Tuesday, December 31, 2013

END OF THE YEAR REFLECTIONS

BY STEVE DUNN

It is the custom of our culture to greet the New Year by making resolutions: self-promises to bring focus and direction to our lives as we face the canvas of a fresh new year.  Some resolutions are revolutions, as people vow to make radical changes in their life to fix what has not been working in the previous years or even before that.  Revolutions often fail because we are not true believers of a new world but merely creative reactionaries against the old one.

Some resolutions are merely wishes, not even dreams.  They remain merely wishes (if they are not simply forgotten in the bustle and busyness of a new year) because they are neither grounded in an honest self-appraisal nor connected to a practical plan for their achievement.

My best experiences in planning for a new year is to spend some honest time reflecting upon the one through which I have just passed.  Let me share some of those which I believe might be helpful beyond my own circumstances and character.


1. Dianne and I started the new year (2013) waiting for a new job to which I was committed; but by its arrival I would have been out of work for seven months.  For three and a half months we lived in the home of a dear pastoral friend from seminary, Dennis Hall and his wife Ruth.  Their gracious hospitality made the waiting doable and along the way we found the incredible value of friends, especially those who have the gift of hospitality.
      Reflection:  A person's life is immeasurably enriched when they have friends who are more concerned about what you lack than what you require of them.  Find those friends.  Embrace them.  Appreciate them.  Imitate them in your dealing with others who need a friend.

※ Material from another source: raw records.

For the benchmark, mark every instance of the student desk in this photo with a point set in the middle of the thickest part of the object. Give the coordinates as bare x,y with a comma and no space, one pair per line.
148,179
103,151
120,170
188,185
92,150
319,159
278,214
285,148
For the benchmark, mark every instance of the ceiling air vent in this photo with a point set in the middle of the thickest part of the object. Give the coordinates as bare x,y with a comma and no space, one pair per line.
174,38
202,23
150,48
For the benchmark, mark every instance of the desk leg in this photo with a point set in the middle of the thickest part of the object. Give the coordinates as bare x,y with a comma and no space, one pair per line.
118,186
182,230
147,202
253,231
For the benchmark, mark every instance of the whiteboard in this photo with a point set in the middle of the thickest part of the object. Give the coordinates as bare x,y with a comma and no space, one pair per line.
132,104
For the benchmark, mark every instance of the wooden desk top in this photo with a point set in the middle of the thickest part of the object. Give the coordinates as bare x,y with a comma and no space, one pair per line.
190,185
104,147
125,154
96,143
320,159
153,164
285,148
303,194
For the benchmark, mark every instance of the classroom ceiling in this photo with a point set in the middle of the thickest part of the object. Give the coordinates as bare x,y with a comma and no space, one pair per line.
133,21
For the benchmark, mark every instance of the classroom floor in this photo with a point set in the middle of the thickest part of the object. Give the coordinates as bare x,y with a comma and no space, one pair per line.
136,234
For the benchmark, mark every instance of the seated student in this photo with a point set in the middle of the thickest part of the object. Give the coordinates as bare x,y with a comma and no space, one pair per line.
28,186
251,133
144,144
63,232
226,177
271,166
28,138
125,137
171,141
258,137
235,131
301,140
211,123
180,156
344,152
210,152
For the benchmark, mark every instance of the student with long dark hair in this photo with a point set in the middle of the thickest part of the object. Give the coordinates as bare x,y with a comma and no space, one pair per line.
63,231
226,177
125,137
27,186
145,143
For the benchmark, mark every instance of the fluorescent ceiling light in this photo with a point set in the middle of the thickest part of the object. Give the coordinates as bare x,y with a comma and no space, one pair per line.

2.  I have worked since March as the Intentional Interim Senior Pastor.  My job is take a church, assess its strengths and weaknesses, help it resolve its conflicts. correct its shortcomings, embrace a fresh vision, and wait patiently for their next leader.  It is a job where candor is essential.  People need the truth.  It is one where you need to name names and take prisoners, i.e., you need to help controlling and misdirected be accountable to the common good.  But in the process you need to believe in people and help them believe in the vision God has for them.
     Reflection: People and groups need the truth in order to be healthy and whole and fruitful. Our capacity for rationalization and denial are incredible, and incredibly destructive if someone does not speak the truth to us.  But those who speak the truth must speak the truth in love or defensive walls go up, instead of  destructive ones coming down.

3.  Dianne and I entered the year with the knowledge that the home we were making would be temporary.  If were successful, like John the Baptist we would have to decrease so someone else could increase.  We knew where we would live but did not know where we would dwell.  And as this year has processed, we know that next December we will not be here.  But by the nature of our job, we will not really have a clue until just a few weeks before this assignment ends.  Although that leaves us with uncertainties and questions, we are at peace.  We do not know all the answers but we know the One Who does.
     Reflection:  People find rest, security and peace not in a place but in a relationship.  When we have a relationship with Christ, we know that nothing will separate us from Him and any place we must go, He will go before.  If Christ is your "home". you will always have a home.